Until last night, though, he’d always at least been on the stage with them. At the fifth Democratic debate, the field had winnowed to candidates who had reached at least 3 percent in four national polls (or 5 percent in two early-state polls), and who’d managed to secure fund-raising support from 165,000 individual donors. Tom Steyer and Andrew Yang, neither of whom has ever worked in government, got there. So did Tulsi Gabbard, a fourth-term congresswoman from Hawaii. Buttigieg, who’s managed to become an unlikely front-runner despite serving only as the mayor of the Indiana college town of South Bend (which, were it in Texas, would be the forty-first largest city in the state), was never in question. But Castro, who served two terms as the mayor of San Antonio—fifteen times the size of South Bend—before joining the Obama administration as secretary of Housing and Urban Development, did not.

That’s on Castro and his campaign, and their inability to connect with enough voters to meet requirements that ten other candidates did. But Castro was nonetheless conspicuous in his absence. In the days before the debate, observers began to consider what the Democratic primary lost by not having Castro and his plain-speaking, confrontational voice in the room. Rolling StoneEsquire, and Politico all published laments that the outspoken candidate wouldn’t be around to challenge his rivals.

Castro, for his part, didn’t take the exclusion as a sign that his campaign is over. Other candidates spent the debate tweeting jokes (Marianne Williamson posted, “Miss me?” and it’s unclear if anyone did) or sharing photos of themselves with fives of supporters in Iowa. Instead, he responded to every question on Twitter, leading his name to trend on the social media app despite not being on anyone’s television that night.

Castro also appealed to followers to help raise money for his campaign, which would help him meet the more stringent fund-raising qualifications for December’s debate—and his press secretary, Sawyer Hackett, says the appeal led to the most successful fund-raising day of the month.

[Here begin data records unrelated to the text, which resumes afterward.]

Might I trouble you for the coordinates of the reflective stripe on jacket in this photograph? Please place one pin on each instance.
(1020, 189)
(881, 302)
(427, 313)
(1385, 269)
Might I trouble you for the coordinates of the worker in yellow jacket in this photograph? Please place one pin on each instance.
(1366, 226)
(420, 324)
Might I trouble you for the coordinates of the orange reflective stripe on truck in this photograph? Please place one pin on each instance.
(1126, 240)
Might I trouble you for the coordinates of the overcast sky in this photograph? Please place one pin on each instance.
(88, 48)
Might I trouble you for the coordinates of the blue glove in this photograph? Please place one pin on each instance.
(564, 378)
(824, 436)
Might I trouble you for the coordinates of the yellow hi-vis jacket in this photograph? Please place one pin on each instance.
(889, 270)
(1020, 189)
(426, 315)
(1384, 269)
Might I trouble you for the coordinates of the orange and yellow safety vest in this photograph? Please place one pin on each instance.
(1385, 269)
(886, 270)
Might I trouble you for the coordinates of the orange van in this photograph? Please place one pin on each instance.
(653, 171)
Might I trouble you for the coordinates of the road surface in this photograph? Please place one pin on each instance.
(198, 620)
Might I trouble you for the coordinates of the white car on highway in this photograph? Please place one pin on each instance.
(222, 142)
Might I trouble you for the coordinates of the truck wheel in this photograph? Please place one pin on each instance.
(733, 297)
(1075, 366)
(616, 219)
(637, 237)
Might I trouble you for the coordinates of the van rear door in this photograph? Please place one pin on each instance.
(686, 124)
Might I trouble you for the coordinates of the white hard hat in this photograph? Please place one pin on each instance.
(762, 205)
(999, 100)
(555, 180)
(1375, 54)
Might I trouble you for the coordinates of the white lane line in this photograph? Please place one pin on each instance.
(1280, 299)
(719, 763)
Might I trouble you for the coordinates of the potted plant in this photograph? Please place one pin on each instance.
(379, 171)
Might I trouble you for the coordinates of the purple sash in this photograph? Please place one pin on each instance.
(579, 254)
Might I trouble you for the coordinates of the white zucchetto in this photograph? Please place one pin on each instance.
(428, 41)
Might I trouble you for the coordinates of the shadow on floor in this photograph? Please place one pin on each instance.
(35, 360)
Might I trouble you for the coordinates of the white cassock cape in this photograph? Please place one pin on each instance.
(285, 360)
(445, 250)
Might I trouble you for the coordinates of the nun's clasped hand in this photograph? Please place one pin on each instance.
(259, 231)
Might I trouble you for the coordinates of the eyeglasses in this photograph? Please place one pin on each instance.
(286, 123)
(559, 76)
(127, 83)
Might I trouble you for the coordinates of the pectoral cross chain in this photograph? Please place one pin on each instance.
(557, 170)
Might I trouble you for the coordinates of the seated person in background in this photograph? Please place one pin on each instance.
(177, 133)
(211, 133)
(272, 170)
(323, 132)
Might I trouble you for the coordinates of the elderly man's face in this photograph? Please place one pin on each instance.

A good day of fund-raising won’t necessarily translate to increased poll support, but it serves as a reminder that he’s in a different spot than most of the candidates who haven’t qualified for the debates, such as Senator Michael Bennet of Colorado and Montana governor Steve Bullock. Those candidates seem to be idling, counting on their personalities to catapult them to relevancy. Castro, on the other hand, is relentlessly focused on issues ignored or downplayed by almost everyone else in the field. For example, Castro went to Georgia, where the debate was held, to talk about housing issues with citizens. Charlie Pierce, reporting for Esquire, wrote about Castro’s listening tour of DeKalb County:

Castro spent most of the morning listening to Gabriel and to the other people who are trying to save their neighborhood. He spoke about those days as mayor of San Antonio and about how simply chasing a bunch of corporate headquarters is not the way to build a livable city. “Every day,” Castro said, “it seems like I read about another corporation relocating its headquarters to Atlanta, and that’s a good thing for Atlanta. But it seems to me that we have to develop a holistic way of going about it. What will this new company, and the jobs that come with it, mean for a city’s housing, its traffic, or its educational system? We need a holistic way of urban development that takes into account the lives of the people who are already there.”

As a former big-city mayor and HUD secretary, Castro is of course uniquely qualified to talk about housing. But his policy interests don’t stop there. He’s also advancing a wide range of other issues that haven’t been central to Democratic politics in the past—everything from indigenous rights to animal welfare to strengthening protections for domestic workers. You’re going to struggle to find another candidate whose “issues” page on their website leads with “Equality for People with Disabilities.” But the fact that Castro’s off-script agenda hasn’t helped him in the polls reveals a paradox in the 2020 Democratic primary.

The Democratic debate is better, the party stronger, if its candidates are talking about the sort of issues that only Castro seems interested in talking about. But introducing those issues doesn’t necessarily get him on the stage. Still, a campaign isn’t just about landing at the top of the ticket on election day. Losing candidates have shaped the direction of their party—and also found themselves in the running for vice president, which is a job Castro might be on an extended interview for right now. The longer he’s able to keep himself in the conversation, and the more his absence makes an impression, the better he’s able to remind voters, the press, and his fellow candidates that he has something to say. That will ultimately serve him, and the primary debate, even if it doesn’t bring him much closer to being the nominee.